O preocupante não é que exista efectivamente o risco de chegar a haver tal referendo, o preocupante é que alguém tenha chegado a pensar nisso, nomeadamente pessoas com responsabilidade públicas e, admite-se, com expectativas de chegar ao poder.
Devolver a voz aos cidadãos em matéria de justiça "cheira" a promoção dessa figura medieval da justiça popular.
Num estado de direito, onde vigora o principio da separação de poderes, ao parlamento compete a elaboração das leis e aos tribunais a sua aplicação. Estes poderes não se confundem - e ainda bem - com nenhum outro.
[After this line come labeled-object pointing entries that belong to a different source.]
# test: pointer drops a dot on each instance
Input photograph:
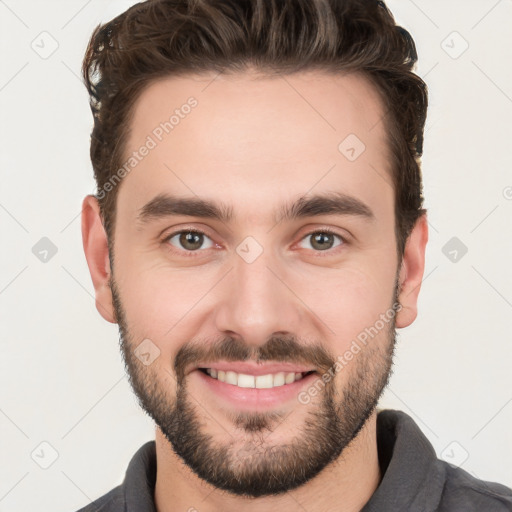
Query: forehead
(251, 139)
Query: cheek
(350, 300)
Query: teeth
(271, 380)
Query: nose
(257, 302)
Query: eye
(323, 240)
(189, 240)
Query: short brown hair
(165, 38)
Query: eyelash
(191, 254)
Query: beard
(251, 465)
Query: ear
(94, 239)
(411, 272)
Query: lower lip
(253, 398)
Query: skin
(255, 143)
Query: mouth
(263, 381)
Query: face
(286, 257)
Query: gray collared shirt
(414, 479)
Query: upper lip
(250, 368)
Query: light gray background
(62, 379)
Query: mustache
(282, 349)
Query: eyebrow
(333, 203)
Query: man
(258, 235)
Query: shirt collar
(412, 477)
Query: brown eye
(323, 240)
(189, 240)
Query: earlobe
(95, 243)
(411, 272)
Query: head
(283, 140)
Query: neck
(345, 485)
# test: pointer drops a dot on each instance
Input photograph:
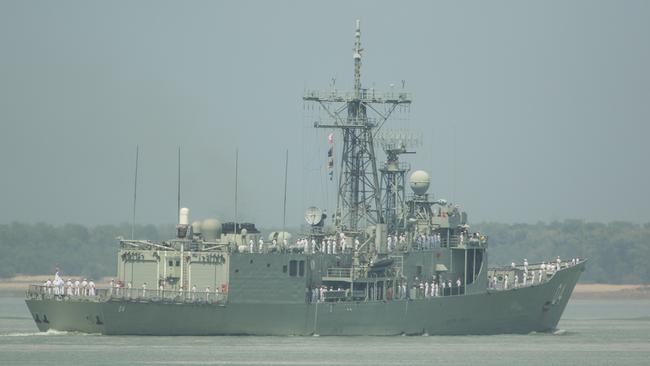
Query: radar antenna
(393, 176)
(359, 199)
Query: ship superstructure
(391, 263)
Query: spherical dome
(419, 182)
(211, 229)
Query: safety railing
(125, 294)
(509, 277)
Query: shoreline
(582, 290)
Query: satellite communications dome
(196, 227)
(211, 229)
(419, 182)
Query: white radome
(419, 182)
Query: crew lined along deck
(128, 294)
(516, 276)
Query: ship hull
(535, 308)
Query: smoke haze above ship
(528, 111)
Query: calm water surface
(593, 332)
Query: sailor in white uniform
(84, 287)
(48, 286)
(91, 288)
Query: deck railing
(533, 274)
(124, 294)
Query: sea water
(591, 332)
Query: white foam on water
(48, 333)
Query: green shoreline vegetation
(618, 252)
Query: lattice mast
(393, 177)
(359, 198)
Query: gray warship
(385, 263)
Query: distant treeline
(618, 252)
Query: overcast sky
(528, 111)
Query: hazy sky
(528, 110)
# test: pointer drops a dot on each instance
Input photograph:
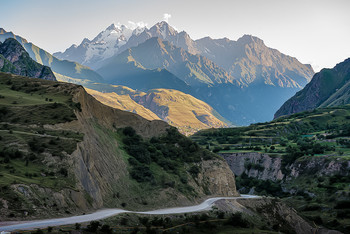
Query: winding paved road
(102, 214)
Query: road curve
(105, 213)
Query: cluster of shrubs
(304, 147)
(262, 187)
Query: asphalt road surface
(105, 213)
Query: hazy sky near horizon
(313, 31)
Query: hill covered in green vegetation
(329, 87)
(303, 158)
(63, 152)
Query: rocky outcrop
(98, 168)
(260, 166)
(14, 59)
(97, 173)
(281, 217)
(219, 179)
(264, 167)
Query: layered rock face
(260, 166)
(264, 167)
(99, 171)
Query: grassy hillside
(180, 110)
(62, 152)
(314, 148)
(63, 67)
(29, 153)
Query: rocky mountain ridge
(14, 59)
(329, 87)
(62, 67)
(95, 172)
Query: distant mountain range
(247, 60)
(15, 60)
(244, 81)
(194, 70)
(61, 67)
(329, 87)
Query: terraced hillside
(63, 152)
(303, 158)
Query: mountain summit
(244, 80)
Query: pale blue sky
(313, 31)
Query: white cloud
(166, 17)
(134, 25)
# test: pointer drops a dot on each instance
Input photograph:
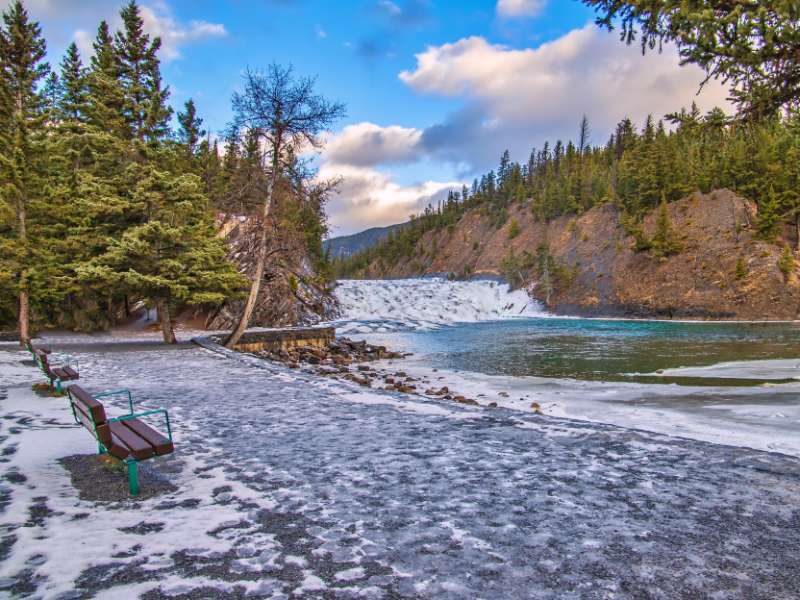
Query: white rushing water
(389, 305)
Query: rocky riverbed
(351, 360)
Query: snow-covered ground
(387, 305)
(765, 417)
(290, 486)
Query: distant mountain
(347, 245)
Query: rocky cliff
(722, 271)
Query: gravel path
(293, 487)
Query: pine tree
(172, 257)
(106, 99)
(22, 50)
(75, 93)
(190, 130)
(144, 101)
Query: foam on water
(390, 305)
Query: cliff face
(722, 271)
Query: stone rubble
(348, 360)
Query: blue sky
(435, 89)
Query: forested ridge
(637, 170)
(753, 47)
(110, 198)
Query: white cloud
(519, 98)
(159, 21)
(367, 144)
(519, 8)
(390, 8)
(369, 198)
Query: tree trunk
(24, 295)
(166, 322)
(797, 230)
(24, 331)
(261, 259)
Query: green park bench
(56, 373)
(126, 438)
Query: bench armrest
(117, 393)
(147, 413)
(60, 360)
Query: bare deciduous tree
(284, 114)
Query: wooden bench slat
(161, 445)
(84, 418)
(139, 448)
(93, 408)
(115, 447)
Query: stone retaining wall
(286, 339)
Ora, se assim é, como é possivel, ainda que teoricamente, admitir que seja o cidadão comum a definir os caminhos futuros da justiça?
Por estas e por outras confesso-me como um claro opositor ao instituto do referendo.
O referendo constitui, na maior parte das vezes, uma forma de desresponsabilização da classe politica pelo que, fundamentalmente, este instituto constitui uma falsa forma de legitimidade.O mandato dos politicos é conferido pelos cidadãos, em eleições livres, nas quais se escolhem para além dos seus representantes, os seus programas politicos, que são legitimados pelo voto.
Mas se analisarmos o que foram as experiências plebiscitárias de democracia directa em Portugal chegaremos igualmente a conclusões que nos permitem concluir pela inutilidade deste instrumento, a saber:
- Em primeiro lugar tem-se constatado que a participação dos cidadãos é extremamente reduzida. Casos houve em que nem metade da população com capacidade para tal participou no escrutinio, comprometendo a validade legal do acto;
- Em segundo lugar, há uma clara noção que a generalidade das pessoas não vota em função da sua própria convicção, mas de acordo com as directrizes dos partidos que elas normalmente apoiam;
- Em terceiro lugar, a análise aos resultados é feita ao sabor das conveniências politicas. A abstenção é normalmente "lida" como uma forma de rejeição, como se a ausência de voto pudesse, em abstrato, ser interpretada num sentido ou noutro;
- Em quarto lugar fica a determinação das pessoas que resolve participar nos referendos com o seu voto, cuja inutilidade prática pode, nessa mesma noite, constatar. A apetência destas pessoas para uma participação futura noutro acto semelhante será certamente menor.
Perguntamo-nos: fará então sentido manter a admissibilidade do referendo?
Porventura fará, mas as regras terão de ser outras. Entendo que o recurso à figura do referendo só fará sentido mediante a verificação de duas circunstâncias cumulativas:
- Que a validade do acto seja aferida em função dos votos efectivamente expressos e não em função da totalidade de eleitores;
- Que o objecto do referendo verse sobre matérias de natureza verdadeiramente excepcional, que não possam ser objecto de legislação própria emanada da Assembleia da República, nomeadamente se tais matérias não constarem do respectivo programa eleitoral do Governo em funções.
Já que se aprestam para rever a Constituição aproveitem e retirem dela esta figura ou mudem-lhe as regras. Ou será necessário um referendo para isso? Assim vão as cousas.